E.J. Dionne looks past the MSM fixation on ephemera to describe the deeper significance of Obama's somewhat politically contradictory position taking during the past few weeks in a new Op-Ed that is well worth reading.
Over the last week, the true nature of Obama's political project has come into much clearer view. He is out to build a new and enduring political establishment, located slightly to the left of center but including everyone except the far right. That's certainly a bracing idea, since Washington has not seen a liberal establishment since the mid-1960s.
Read the whole column at http://www.sacbee.com/...
Obama will strive, Dionne says, to keep anyone from calling this "movement" a new "liberal establishment." But it WILL be left of center, and it will wind up isolating the far right (read: Republican Party) for a generation.
E.J. Dionne Op-Ed is called "Obama's 'establishment' offers promise, if it stays realistic." I think it offers more than "promise."
Dionne writes, "Bill Clinton tried to create a Third Way. Now, President Barack Obama is doing it." Dionne points out that the "liberal establishment" in the 1960's established Medicare, food stamps, Head Start, and federal aid for schools. It passed the civil rights laws that enabled us in 2008 to elect our first African American president.
Explaining Obama's current foreign policy in this context, Dionne points out that the 1960's liberal establishment "was also resolutely tough-minded in its approach to foreign policy and national security....And it is no accident that the Vietnam War was that philosophy's undoing." LBJ was "fearful that a communist victory in Vietnam would revive the far right's critique of alleged liberal weakness," and this caused him to go "into Southeast Asia with guns blazing."
Dionne gives a first hand account of how Obama is carrying out his agenda to create this new political alignment. Building this new alignment "requires him to send rather different messages to its component parts. Playing to several audiences at once can lead to awkward moments."
So on Thursday, before Obama's speech on Guantánamo detainee treatment, journalists were ushered into the White House and unbeknownst to them, were divided into two groups, a centrist group with some moderate conservatives, and a "liberal" group, which included Dionne. Obama then made an unscheduled appearance at each briefing.
To the liberal group, Obama emphasized the aspects of his detainee plan that break from Bush policies, and to the centrist group, he emphasized the "toughness" of his approach and that it matched with Bush's more moderate moves in his second term.
This dual selling job "was helped immensely by former Vice President Dick Cheney's attacks on Obama right after the president's speech."

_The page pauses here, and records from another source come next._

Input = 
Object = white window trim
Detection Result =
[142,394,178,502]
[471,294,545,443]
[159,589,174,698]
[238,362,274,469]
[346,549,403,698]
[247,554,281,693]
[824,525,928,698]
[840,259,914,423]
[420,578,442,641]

Dionne says the left, while unhappy about Obama's decisions on preventive detention, got reminded by "Cheney's outlandish explosion...of how much better Obama is than the guys who came before."
This caused the left to concentrate much of its fire on Cheney. Meanwhile, the center and near right, dismissed Cheney as "over-the-hill" and commented that Obama's position was "sound" and "realistic."
Dionne thinks Obams's next move (in the chess game he is always playing three steps ahead) is to bring civil libertarians and moderate conservatives together to work out the rules on handling detainees.
"These [rules] would be more protective of their rights than Bush's were but tougher than the American Civil Liberties Union might have in mind."
In the domestic arena, Obama's "center-left two-step" means he is pushing "programs that progressives have sought for years – and in the case of health care, for decades." On the economy, however, he has moved to the center, rejecting the approach of nationalizing banks and working with the financial establishment.
The Obama goal: a more regulated financial market, but no disruption of "the basic arrangements of American capitalism." The result: "investment bankers will make a bit less money and pay more in taxes, but they'll still be rich."
Dionne's view, and the key point here:
The establishment Obama is trying to build would make the country better – more equal, more just and more conscious of the government's constitutional obligations. The far right is being isolated, and Republicans are simply lost.
Dionne is concerned that "establishments have a habit of becoming too confident in their ability to manipulate people and events, and too certain of their own moral righteousness." That would be the "liberal" concern, because it's exactly what brought down the Rove Republicans so suddenly and spectacularly. But for now, I'll accept Obama's chess game, and laugh as the Repubs cannibalize one another as they fight it out for the "soul" (ha) of THEIR party.
UPDATE: Apropos of the thrust of this diary, everyone should read a new front-page L.A. Times article describing how Obama has pulled all the stakeholders (except the Repubs) together to make significant advances just this week on raising CAFE standards, etc. The bottom line: business sees the train leaving the station, and wants on board.